Na gut, dann "hier und heute" noch einige Ausführungen zum Thema "Kanô-Nachfolge":

Trotz einiger anderslautender Gerüchte (hauptsächlich im englischsprachigen Raum), ist seit langem bekannt, daß Kanô selber niemanden zu seinem Nachfolger auserkoren hatte - auch nicht einen seiner früheren "Uchideshi". (Siehe dazu z.B.: IIZUKA, Ichiyo: Jūdō o tsukutta otokotachi. Kanō Jigorō to Kōdōkan no seishun. Tōkyō: Bungei Shunjū 1990: S. 206)
Über die Gründe dafür (sowie auch über potentielle Kandidaten für seine Nachfolge) ist viel spekuliert worden.

Weil, wie bei so vielen Dingen in Bezug auf die japanische Geschichte, Kultur und Gesellschaft, auch die richtige Einordnung des "Uchideshi"-Begriffes nicht ganz so einfach ist, wie manche Leute sich das vielleicht vorstellen oder zumindest wünschen, hier noch einige Anmerkungen, die auf den ersten Blick etwas "offtopic" erscheinen mögen, vielleicht aber zu einer etwas differenzierteren Betrachtungsweise beitragen:

Darauf hinzuweisen, daß sich die japanische Gesellschaft im Laufe der letzten ca. 150 Jahre z.T. drastisch verändert hat, hieße Eulen nach Athen zu tragen - und würde hier auch zu weit führen. Deshalb soll hier nur ein Punkt herausgegriffen werden:

Alleine in den ersten Jahrzehnten nach dem zweiten Weltkrieg traten viele gesellschaftliche Veränderungen ein, die einen Bruch mit alten Traditionen bedeuteten.
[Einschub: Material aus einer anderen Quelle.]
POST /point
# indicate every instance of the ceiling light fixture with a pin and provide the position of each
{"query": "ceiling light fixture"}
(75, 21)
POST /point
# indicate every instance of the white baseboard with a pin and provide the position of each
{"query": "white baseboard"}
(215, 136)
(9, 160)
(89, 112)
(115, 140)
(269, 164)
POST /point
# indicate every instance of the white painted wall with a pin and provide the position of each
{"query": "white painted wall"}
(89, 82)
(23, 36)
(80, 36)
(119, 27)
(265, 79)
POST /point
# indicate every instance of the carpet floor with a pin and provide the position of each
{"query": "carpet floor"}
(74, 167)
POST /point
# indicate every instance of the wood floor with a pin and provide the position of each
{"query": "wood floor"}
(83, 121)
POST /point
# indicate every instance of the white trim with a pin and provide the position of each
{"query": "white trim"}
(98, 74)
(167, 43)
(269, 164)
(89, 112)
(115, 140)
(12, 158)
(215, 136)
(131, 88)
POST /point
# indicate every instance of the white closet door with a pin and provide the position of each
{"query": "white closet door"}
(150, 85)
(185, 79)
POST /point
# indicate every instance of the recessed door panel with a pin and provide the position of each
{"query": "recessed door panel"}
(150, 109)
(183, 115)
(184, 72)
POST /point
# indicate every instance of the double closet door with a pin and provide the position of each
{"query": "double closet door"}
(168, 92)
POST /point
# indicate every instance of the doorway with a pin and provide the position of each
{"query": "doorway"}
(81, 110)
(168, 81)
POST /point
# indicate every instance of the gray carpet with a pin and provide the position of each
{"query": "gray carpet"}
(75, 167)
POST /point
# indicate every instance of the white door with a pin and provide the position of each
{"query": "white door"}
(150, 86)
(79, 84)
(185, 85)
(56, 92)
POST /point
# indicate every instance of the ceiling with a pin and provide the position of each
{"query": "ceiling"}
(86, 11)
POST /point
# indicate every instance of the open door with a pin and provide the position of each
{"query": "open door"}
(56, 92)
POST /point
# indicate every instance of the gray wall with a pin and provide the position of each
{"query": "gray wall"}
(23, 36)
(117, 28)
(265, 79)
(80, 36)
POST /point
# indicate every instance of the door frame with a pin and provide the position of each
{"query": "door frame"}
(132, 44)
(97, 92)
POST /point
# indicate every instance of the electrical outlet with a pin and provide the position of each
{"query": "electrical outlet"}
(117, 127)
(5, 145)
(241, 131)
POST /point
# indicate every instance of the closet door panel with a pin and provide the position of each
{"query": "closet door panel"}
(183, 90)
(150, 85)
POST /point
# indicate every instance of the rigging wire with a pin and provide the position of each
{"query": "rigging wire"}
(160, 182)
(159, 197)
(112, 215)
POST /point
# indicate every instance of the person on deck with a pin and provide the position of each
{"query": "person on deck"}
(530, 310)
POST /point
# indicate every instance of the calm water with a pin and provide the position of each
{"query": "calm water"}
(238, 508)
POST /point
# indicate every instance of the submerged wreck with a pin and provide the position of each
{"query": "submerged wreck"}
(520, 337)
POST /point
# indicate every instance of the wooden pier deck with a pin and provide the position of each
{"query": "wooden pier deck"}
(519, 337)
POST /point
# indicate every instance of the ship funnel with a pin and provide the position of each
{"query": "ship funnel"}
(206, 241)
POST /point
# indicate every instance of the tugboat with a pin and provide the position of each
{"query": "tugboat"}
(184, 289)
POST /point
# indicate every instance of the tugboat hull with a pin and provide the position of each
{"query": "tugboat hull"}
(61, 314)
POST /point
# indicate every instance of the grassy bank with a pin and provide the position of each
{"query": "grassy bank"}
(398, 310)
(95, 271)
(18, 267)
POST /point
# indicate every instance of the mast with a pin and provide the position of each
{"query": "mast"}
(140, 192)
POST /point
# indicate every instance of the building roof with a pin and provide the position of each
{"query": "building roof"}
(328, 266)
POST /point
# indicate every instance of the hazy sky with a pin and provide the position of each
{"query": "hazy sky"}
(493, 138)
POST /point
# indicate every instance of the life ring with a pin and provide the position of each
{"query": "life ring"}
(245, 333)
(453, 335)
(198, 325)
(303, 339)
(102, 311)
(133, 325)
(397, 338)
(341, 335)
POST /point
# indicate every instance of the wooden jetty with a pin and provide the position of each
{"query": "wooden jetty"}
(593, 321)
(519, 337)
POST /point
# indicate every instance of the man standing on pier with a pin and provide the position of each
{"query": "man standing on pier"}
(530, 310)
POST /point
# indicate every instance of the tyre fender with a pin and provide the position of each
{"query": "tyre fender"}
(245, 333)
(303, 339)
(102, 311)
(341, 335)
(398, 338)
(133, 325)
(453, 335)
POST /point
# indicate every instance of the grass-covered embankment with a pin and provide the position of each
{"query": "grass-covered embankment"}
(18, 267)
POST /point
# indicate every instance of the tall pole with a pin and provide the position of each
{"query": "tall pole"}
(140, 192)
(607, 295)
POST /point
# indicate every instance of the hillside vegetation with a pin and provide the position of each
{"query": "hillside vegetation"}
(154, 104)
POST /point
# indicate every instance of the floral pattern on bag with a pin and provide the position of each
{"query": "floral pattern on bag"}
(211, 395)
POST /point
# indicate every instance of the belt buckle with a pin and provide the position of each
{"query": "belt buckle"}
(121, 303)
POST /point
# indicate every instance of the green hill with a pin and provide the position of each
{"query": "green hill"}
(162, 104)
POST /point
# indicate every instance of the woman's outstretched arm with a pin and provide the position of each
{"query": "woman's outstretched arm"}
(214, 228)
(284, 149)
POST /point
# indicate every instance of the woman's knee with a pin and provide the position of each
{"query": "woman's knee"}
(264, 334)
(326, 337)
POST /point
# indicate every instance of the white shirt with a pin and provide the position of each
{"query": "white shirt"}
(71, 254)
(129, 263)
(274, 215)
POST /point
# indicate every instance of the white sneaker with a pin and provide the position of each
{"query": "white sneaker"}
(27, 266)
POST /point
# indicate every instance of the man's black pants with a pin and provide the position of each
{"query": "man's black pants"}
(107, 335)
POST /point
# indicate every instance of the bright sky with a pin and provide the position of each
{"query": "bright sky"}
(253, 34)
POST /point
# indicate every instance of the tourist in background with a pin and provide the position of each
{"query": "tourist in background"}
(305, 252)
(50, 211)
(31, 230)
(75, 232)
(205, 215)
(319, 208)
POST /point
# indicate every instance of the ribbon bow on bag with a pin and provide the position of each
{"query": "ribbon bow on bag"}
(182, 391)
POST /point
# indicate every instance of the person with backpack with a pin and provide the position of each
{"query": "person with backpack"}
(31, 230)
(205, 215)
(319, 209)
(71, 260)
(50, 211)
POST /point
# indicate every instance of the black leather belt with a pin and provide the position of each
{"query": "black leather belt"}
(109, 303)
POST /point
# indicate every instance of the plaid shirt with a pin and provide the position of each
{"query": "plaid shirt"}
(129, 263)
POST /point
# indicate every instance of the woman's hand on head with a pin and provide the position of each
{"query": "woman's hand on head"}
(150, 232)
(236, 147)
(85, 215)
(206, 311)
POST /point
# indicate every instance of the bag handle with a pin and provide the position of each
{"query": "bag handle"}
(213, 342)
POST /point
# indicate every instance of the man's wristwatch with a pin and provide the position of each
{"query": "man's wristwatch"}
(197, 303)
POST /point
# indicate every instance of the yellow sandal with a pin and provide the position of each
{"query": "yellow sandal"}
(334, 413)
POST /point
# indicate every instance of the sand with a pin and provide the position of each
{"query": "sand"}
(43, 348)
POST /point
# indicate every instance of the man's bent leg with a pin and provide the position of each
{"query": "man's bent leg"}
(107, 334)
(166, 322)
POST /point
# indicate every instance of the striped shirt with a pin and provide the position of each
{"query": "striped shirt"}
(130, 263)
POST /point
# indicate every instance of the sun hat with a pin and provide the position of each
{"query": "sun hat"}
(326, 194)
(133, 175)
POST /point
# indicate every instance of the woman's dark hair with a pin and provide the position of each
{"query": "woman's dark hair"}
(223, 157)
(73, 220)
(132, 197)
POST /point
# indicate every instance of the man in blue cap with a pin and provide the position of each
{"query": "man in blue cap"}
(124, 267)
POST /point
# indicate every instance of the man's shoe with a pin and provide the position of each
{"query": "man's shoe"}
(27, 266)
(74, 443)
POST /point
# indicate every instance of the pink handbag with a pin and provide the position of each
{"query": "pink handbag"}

Dazu gehörte z.B. die Herausbildung der "Kernfamilie", die u.a. einherging mit der fast völligen Auflösung des früheren "Uchideshi"-Systems.
War Japan in dieser Zeit hautpsächlich auf den Wiederaufbau (1950er und frühe 1960er Jahre) und die Mehrung des wirtschaftlichen Wohlstandes (späte 1960er und 1970er Jahre) fixiert, so setzten in den 1980er Jahren gleich mehrere auch für den Budô-Bereich bedeutsame Entwicklungen ein - die zwar auf den ersten Blick völlig unterschiedlich determiniert waren, die aber im Ergebnis beide zu den gleichen tiefgreifenden Änderungen führten, die seit den 1990er Jahren in der japanischen Kampfsport-/Kampfkunst-Szene zu beobachten sind:

1) Gestärkt durch den wirtschaftlichen Erfolg strebte Japan ab Mitte der 1980er Jahre (etwa ab Amtszeit von Yasuhiro Nakasone) auch eine stärkere politische Rolle an und es bildete sich so etwas wie ein "neuer Nationalismus", der dazu beitrug, die bekannten Disziplinen wie vor allem Jūdô und Karate wieder in großem Stil salonfähig zu machen. Über lange Zeit hinweg waren bis dahin Kampfsportler in die ultrarechte Ecke gestellt worden - oder hatten ja auch wirklich dort gestanden. Nicht vergessen war in den Jahrzehnten nach Kriegsende die Instrumentalisierung des Budô-Bereiches in der Vorkriegszeit im Sinne einer "Wehrerziehung" sowie der Herausbildung und Stärkung patriotischer Tugenden. Hinzu kamen die bisweilen nicht einmal versteckten Verbindungen zu den ebenfalls als ultranational geltenden Yakuza - sowie auch das diesem Klischee durchaus entsprechende rüpelhafte Auftreten vieler Jūdô- und Karate-Studenten in der Öffentlichkeit. Vergleichbar mit unseren heutigen "Skinheads" wurden sie vielerorts nicht gerne gesehen - und lieber wechselte "Otto Normaljapaner" die Straßenseite, wenn er eine gröhlende Horde kurzrasierter Blumenkohlohr-Träger (Übrigens so etwas wie der japanische Schmiß!) ankommen sah.
Dies alles änderte sich nun - unterstützt auch von Comics und Fernsehserien wie z.B. "Yawara" etc. (Heutzutage finden sich sogar in der Jūdô-Nationalmannschaft Jünglinge mit modischen Langhaarfrisuren, gefärbten Haaren, Stoppelbärten und anderen Ausdruckselementen ihrer Individualität).
"Budô" war zwar jetzt wieder "in" - aber zuviel Schwitzen und körperliche Anstrengung mußte ja nun für den mittlerweile doch recht verwöhnten jungen Durchschnittsjapaner auch nicht sein, so daß viele nach "Nischendisziplinen" suchten, die sie dann zwar wieder zu traditionsbewußten Söhnen Nippons machten, aber ohne die Quälerei, die für Wettkampferfolge nun einmal erforderlich ist. (Selbstredend, daß dies zumeist für das eigene Ego positiv verpackt wurde mit Hinweisen darauf, daß der Wettkampfsport ohnehin das traditionelle Budô degeneriert habe, oder dadurch, daß dem Ganzen noch ein esoterisch-philosophisches Korsett übergestülpt wurde.)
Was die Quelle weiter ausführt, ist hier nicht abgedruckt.